You, I, and AI: Future scenarios of human-AI teaming

You, I, and AI: Future scenarios of human-AI teaming

The group of female AI researchers will address the question of how human-AI teaming can evolve beneficially over time within organizations. This involves understanding the psychological and social dynamics involved in human-AI collaboration, such as trust, team cohesion, and shared mental models. We will explore how these dynamics change over time and how they can be predicted and explored through research design choices.
We will use scenario techniques to work on potential future scenarios of human-AI teaming in the workplace. This will involve analyzing the temporal dynamics of AI implementation in work teams, focusing on the evolution of trust, team cohesion, and shared mental models. We will also discuss normatively desirable and potentially conceivable visions of human-AI teaming in the future.

Assessing The Fragility of Social Media

Assessing The Fragility of Social Media

As social media platforms increasingly take on roles and responsibilities traditionally associated with nation states, new frameworks to evaluate their fragility must be developed. Using The Fund For Peace’s Fragile State Index as a model, Haythornthwaite, Mai & Gruzd (2024) articulated the Social Media Fragility Indicators, a set of indicators to measure and evaluate the fragility of social media platforms. Building on this, the working group will discuss and refine the proposed indicators. The overarching goal is to develop a robust framework that can provide prescient insights into the long-term viability of platforms, inform strategic interventions, and highlight cross-platform issues.
To advance this work, the working group will convene a set of international experts from diverse fields to evaluate the sources of social media fragility, refine the initial set of indicators of social media fragility, and devise measures to assess the fragility of social media platforms based on these indicators.

Enhancing Digital Visibility and Engagement for Marginalized Scholars: Examining Platform Barriers and Inclusivity Solutions

Enhancing Digital Visibility and Engagement for Marginalized Scholars: Examining Platform Barriers and Inclusivity Solutions

This working group explores how academic platforms like ResearchGate, Academia.edu, and Medium shape the visibility of marginalized scholars – particularly women and non-binary individuals from the Global South. While these platforms promise greater access and engagement, they often reinforce existing inequalities through algorithmic bias, competitive scoring systems, and limited accessibility. Their goal is to understand how these digital environments impact the scholarly presence of underrepresented voices and to develop strategies that make academic platforms more inclusive. The project includes a user-focused survey and interviews, drawing from feminist theory and labor studies to evaluate the technical and social aspects of platform design.

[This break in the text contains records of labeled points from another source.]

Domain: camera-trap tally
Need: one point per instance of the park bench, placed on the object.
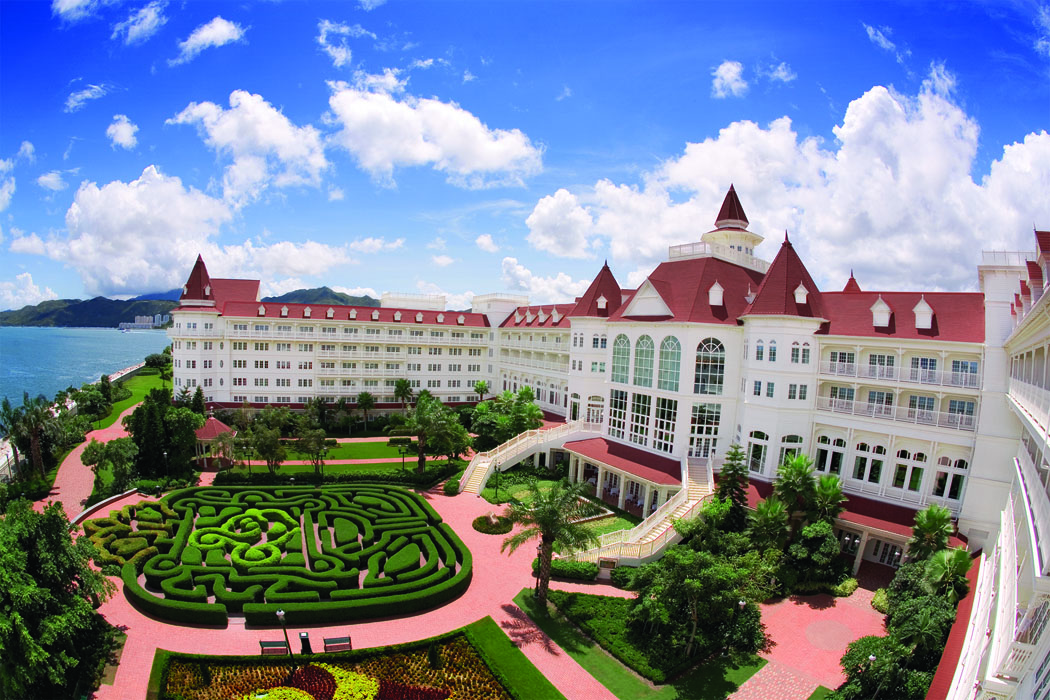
(273, 648)
(337, 644)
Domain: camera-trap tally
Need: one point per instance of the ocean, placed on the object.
(48, 360)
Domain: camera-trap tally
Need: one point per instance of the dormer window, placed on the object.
(715, 296)
(880, 313)
(924, 315)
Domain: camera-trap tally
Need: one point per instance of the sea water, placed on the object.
(44, 360)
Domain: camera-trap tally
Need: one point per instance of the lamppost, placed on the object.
(280, 616)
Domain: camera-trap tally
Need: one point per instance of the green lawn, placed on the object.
(140, 386)
(714, 680)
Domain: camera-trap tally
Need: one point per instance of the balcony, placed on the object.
(898, 414)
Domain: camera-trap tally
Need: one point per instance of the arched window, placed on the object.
(710, 367)
(621, 359)
(670, 361)
(644, 361)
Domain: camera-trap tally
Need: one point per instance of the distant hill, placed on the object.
(322, 295)
(99, 312)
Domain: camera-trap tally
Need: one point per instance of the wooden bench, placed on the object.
(337, 644)
(273, 648)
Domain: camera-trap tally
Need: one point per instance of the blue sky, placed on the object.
(482, 147)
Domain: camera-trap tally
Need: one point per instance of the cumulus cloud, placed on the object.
(122, 131)
(266, 147)
(216, 33)
(23, 292)
(560, 226)
(77, 100)
(51, 181)
(728, 80)
(383, 132)
(141, 24)
(485, 242)
(898, 176)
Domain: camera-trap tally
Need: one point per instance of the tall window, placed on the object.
(704, 429)
(670, 361)
(667, 415)
(710, 367)
(644, 361)
(641, 407)
(617, 412)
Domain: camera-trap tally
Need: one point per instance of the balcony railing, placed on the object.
(901, 415)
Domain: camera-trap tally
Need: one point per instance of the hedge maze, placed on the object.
(344, 552)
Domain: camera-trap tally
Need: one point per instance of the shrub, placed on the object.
(583, 571)
(492, 525)
(844, 589)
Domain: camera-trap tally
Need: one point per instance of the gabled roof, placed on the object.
(604, 285)
(731, 212)
(684, 287)
(776, 296)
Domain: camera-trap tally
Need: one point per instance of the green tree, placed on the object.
(946, 572)
(365, 402)
(827, 501)
(402, 391)
(51, 638)
(930, 532)
(552, 516)
(769, 526)
(733, 483)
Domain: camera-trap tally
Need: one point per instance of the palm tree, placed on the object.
(553, 517)
(769, 524)
(827, 500)
(946, 572)
(930, 532)
(365, 402)
(402, 391)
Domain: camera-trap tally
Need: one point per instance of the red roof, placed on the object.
(644, 465)
(731, 210)
(776, 296)
(958, 316)
(318, 314)
(547, 322)
(685, 287)
(604, 285)
(213, 428)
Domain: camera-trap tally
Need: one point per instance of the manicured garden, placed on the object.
(477, 662)
(351, 551)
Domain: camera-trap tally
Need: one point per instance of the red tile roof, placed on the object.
(605, 284)
(958, 316)
(644, 465)
(685, 287)
(731, 209)
(776, 296)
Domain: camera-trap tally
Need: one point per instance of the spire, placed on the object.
(731, 215)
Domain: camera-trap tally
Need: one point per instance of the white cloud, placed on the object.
(80, 98)
(266, 147)
(375, 245)
(51, 181)
(728, 80)
(485, 242)
(23, 292)
(560, 226)
(141, 24)
(122, 131)
(216, 33)
(383, 132)
(782, 72)
(561, 288)
(898, 178)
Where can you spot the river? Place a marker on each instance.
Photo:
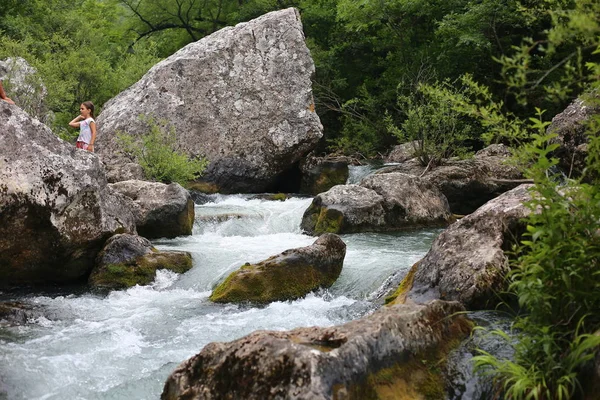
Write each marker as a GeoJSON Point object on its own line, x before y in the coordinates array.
{"type": "Point", "coordinates": [124, 344]}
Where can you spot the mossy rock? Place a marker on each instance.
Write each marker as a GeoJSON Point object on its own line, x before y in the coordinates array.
{"type": "Point", "coordinates": [420, 376]}
{"type": "Point", "coordinates": [142, 271]}
{"type": "Point", "coordinates": [203, 187]}
{"type": "Point", "coordinates": [320, 219]}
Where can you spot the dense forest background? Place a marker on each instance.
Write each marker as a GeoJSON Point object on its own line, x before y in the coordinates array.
{"type": "Point", "coordinates": [371, 56]}
{"type": "Point", "coordinates": [453, 74]}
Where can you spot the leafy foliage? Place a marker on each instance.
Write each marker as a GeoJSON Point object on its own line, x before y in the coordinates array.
{"type": "Point", "coordinates": [156, 151]}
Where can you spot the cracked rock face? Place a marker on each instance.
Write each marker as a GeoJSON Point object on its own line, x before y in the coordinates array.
{"type": "Point", "coordinates": [56, 209]}
{"type": "Point", "coordinates": [242, 97]}
{"type": "Point", "coordinates": [317, 363]}
{"type": "Point", "coordinates": [467, 262]}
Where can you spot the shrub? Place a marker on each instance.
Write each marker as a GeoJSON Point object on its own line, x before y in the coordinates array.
{"type": "Point", "coordinates": [156, 151]}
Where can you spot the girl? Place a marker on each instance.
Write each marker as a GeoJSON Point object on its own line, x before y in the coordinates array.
{"type": "Point", "coordinates": [87, 126]}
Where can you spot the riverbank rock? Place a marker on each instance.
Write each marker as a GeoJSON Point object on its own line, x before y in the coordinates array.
{"type": "Point", "coordinates": [397, 350]}
{"type": "Point", "coordinates": [287, 276]}
{"type": "Point", "coordinates": [129, 260]}
{"type": "Point", "coordinates": [402, 152]}
{"type": "Point", "coordinates": [24, 86]}
{"type": "Point", "coordinates": [470, 183]}
{"type": "Point", "coordinates": [160, 210]}
{"type": "Point", "coordinates": [382, 202]}
{"type": "Point", "coordinates": [56, 209]}
{"type": "Point", "coordinates": [319, 174]}
{"type": "Point", "coordinates": [570, 127]}
{"type": "Point", "coordinates": [467, 262]}
{"type": "Point", "coordinates": [252, 111]}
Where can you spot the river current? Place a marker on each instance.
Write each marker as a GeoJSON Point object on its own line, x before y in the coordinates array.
{"type": "Point", "coordinates": [124, 344]}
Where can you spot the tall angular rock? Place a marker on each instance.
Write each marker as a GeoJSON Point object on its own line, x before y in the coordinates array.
{"type": "Point", "coordinates": [241, 97]}
{"type": "Point", "coordinates": [56, 209]}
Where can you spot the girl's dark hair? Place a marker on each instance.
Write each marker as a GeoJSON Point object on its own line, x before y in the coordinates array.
{"type": "Point", "coordinates": [90, 106]}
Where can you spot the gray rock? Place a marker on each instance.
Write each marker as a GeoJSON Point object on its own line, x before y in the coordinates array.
{"type": "Point", "coordinates": [409, 201]}
{"type": "Point", "coordinates": [467, 262]}
{"type": "Point", "coordinates": [160, 210]}
{"type": "Point", "coordinates": [327, 363]}
{"type": "Point", "coordinates": [56, 209]}
{"type": "Point", "coordinates": [344, 209]}
{"type": "Point", "coordinates": [570, 126]}
{"type": "Point", "coordinates": [287, 276]}
{"type": "Point", "coordinates": [402, 152]}
{"type": "Point", "coordinates": [319, 174]}
{"type": "Point", "coordinates": [24, 86]}
{"type": "Point", "coordinates": [129, 260]}
{"type": "Point", "coordinates": [382, 202]}
{"type": "Point", "coordinates": [241, 97]}
{"type": "Point", "coordinates": [470, 183]}
{"type": "Point", "coordinates": [124, 172]}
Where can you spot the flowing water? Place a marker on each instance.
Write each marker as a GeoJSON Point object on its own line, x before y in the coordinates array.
{"type": "Point", "coordinates": [124, 344]}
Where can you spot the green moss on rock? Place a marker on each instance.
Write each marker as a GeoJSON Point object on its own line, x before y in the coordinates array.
{"type": "Point", "coordinates": [140, 272]}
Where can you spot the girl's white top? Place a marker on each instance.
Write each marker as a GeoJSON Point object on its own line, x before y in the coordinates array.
{"type": "Point", "coordinates": [85, 132]}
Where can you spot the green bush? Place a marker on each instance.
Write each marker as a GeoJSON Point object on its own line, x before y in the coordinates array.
{"type": "Point", "coordinates": [156, 151]}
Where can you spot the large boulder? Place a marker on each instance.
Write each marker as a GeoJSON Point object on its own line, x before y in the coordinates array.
{"type": "Point", "coordinates": [160, 210]}
{"type": "Point", "coordinates": [319, 174]}
{"type": "Point", "coordinates": [570, 128]}
{"type": "Point", "coordinates": [287, 276]}
{"type": "Point", "coordinates": [241, 97]}
{"type": "Point", "coordinates": [467, 262]}
{"type": "Point", "coordinates": [56, 209]}
{"type": "Point", "coordinates": [25, 87]}
{"type": "Point", "coordinates": [382, 202]}
{"type": "Point", "coordinates": [470, 183]}
{"type": "Point", "coordinates": [129, 260]}
{"type": "Point", "coordinates": [397, 351]}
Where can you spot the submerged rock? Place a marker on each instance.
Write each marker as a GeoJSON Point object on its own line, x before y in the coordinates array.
{"type": "Point", "coordinates": [129, 260]}
{"type": "Point", "coordinates": [384, 202]}
{"type": "Point", "coordinates": [399, 349]}
{"type": "Point", "coordinates": [287, 276]}
{"type": "Point", "coordinates": [319, 174]}
{"type": "Point", "coordinates": [469, 183]}
{"type": "Point", "coordinates": [467, 262]}
{"type": "Point", "coordinates": [241, 97]}
{"type": "Point", "coordinates": [56, 209]}
{"type": "Point", "coordinates": [160, 210]}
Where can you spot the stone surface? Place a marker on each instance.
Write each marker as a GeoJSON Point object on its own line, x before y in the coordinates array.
{"type": "Point", "coordinates": [124, 172]}
{"type": "Point", "coordinates": [362, 359]}
{"type": "Point", "coordinates": [129, 260]}
{"type": "Point", "coordinates": [382, 202]}
{"type": "Point", "coordinates": [56, 209]}
{"type": "Point", "coordinates": [467, 262]}
{"type": "Point", "coordinates": [242, 97]}
{"type": "Point", "coordinates": [23, 85]}
{"type": "Point", "coordinates": [569, 125]}
{"type": "Point", "coordinates": [402, 152]}
{"type": "Point", "coordinates": [160, 210]}
{"type": "Point", "coordinates": [470, 183]}
{"type": "Point", "coordinates": [287, 276]}
{"type": "Point", "coordinates": [409, 201]}
{"type": "Point", "coordinates": [319, 174]}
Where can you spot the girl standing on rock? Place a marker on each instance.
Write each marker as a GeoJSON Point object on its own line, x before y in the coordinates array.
{"type": "Point", "coordinates": [87, 126]}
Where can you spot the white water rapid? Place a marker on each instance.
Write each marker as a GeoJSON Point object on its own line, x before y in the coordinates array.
{"type": "Point", "coordinates": [124, 344]}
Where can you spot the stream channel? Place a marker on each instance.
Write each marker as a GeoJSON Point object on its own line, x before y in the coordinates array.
{"type": "Point", "coordinates": [124, 344]}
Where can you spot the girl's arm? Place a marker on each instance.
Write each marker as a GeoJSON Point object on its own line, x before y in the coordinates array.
{"type": "Point", "coordinates": [75, 122]}
{"type": "Point", "coordinates": [91, 144]}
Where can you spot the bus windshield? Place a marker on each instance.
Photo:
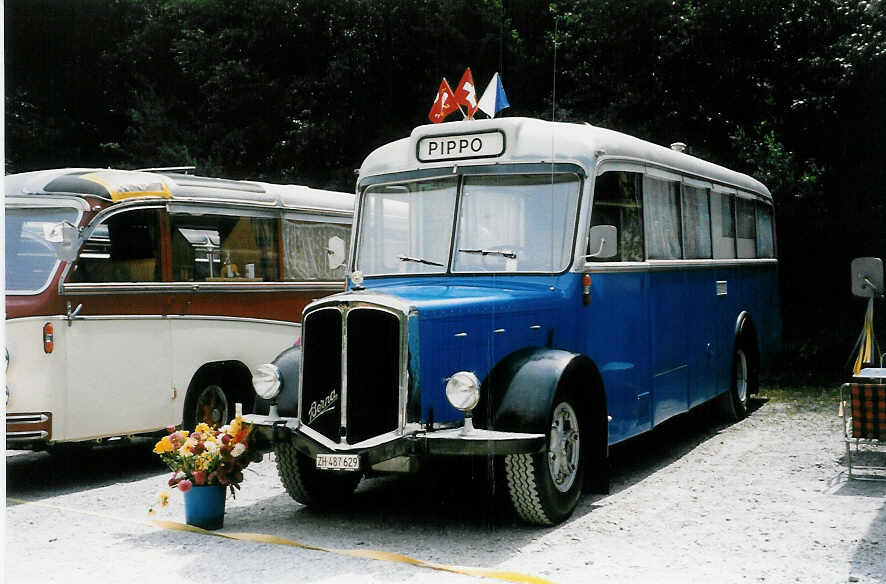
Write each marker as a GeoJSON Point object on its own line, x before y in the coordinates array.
{"type": "Point", "coordinates": [505, 223]}
{"type": "Point", "coordinates": [30, 256]}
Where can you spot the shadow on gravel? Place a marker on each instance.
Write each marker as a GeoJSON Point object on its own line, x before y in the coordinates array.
{"type": "Point", "coordinates": [442, 516]}
{"type": "Point", "coordinates": [635, 459]}
{"type": "Point", "coordinates": [37, 475]}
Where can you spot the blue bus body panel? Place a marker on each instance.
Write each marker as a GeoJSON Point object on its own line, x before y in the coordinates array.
{"type": "Point", "coordinates": [662, 340]}
{"type": "Point", "coordinates": [470, 324]}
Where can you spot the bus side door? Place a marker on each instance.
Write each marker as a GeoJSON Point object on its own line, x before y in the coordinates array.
{"type": "Point", "coordinates": [119, 350]}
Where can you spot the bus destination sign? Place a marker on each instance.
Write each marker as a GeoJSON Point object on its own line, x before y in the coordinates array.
{"type": "Point", "coordinates": [461, 146]}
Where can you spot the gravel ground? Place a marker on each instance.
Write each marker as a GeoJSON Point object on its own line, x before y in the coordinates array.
{"type": "Point", "coordinates": [764, 500]}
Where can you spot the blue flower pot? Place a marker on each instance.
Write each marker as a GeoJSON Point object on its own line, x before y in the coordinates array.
{"type": "Point", "coordinates": [205, 506]}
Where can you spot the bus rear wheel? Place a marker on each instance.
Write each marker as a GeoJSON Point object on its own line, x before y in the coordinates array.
{"type": "Point", "coordinates": [545, 487]}
{"type": "Point", "coordinates": [735, 401]}
{"type": "Point", "coordinates": [309, 486]}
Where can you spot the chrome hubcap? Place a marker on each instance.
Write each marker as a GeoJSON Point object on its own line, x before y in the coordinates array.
{"type": "Point", "coordinates": [564, 447]}
{"type": "Point", "coordinates": [741, 375]}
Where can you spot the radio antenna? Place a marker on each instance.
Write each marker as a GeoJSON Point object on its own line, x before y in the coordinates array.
{"type": "Point", "coordinates": [554, 89]}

Critical Interventions into Platformed Visual Misogyny: Methods, Concepts, and Cases

Critical Interventions into Platformed Visual Misogyny: Methods, Concepts, and Cases

This project will research online gendered hate such as digital sexisms and gender-based online violence. They are particularly interested in visual misogynistic practices that “fly under the radar”. These include content moderation of visual gender violence; visual performance of gender identities, i.e. stereotyping, diminishing, branding, reinforcing imaginaries; and the role of aesthetics and design in (re)generating gender violence (Özkula et al., 2024).
The meeting at CAIS is intended to provide an opportunity to contrast and combine our collective methods and develop a methodology that better captures the complexity and diversity of cases of Platformed Visual Misogyny through comparative and multi-modal approaches (for which the groundwork has been laid in Özkula, Prieto-Blanco, Tan, & Mdege, 2024).

Rethinking Party Politics: The Impact of AI on Governance, Membership, and Leadership

Rethinking Party Politics: The Impact of AI on Governance, Membership, and Leadership

How is artificial intelligence reshaping the way political parties operate, engage with citizens, and lead in democratic systems? Our working group, Rethinking Party Politics: The Impact of AI on Governance, Membership, and Leadership, tackles this critical question. We bring together leading scholars in party politics, AI ethics, and democracy studies to explore AI’s transformative influence on political strategy, grassroots mobilization, and decision-making processes. Through interdisciplinary dialogue, expert presentations, and hands-on scenario planning, we’ll investigate how AI impacts political parties using Katz and Mair’s (1993) three-level framework: the party in public office, the party on the ground, and the party central office. Despite the rapid growth of research on AI and democracy, few studies have focused on its impact on political parties key actors in representative systems. By addressing this gap, we aim to make a significant contribution to understanding the future of political organizations in the age of AI, inspiring further scholarship.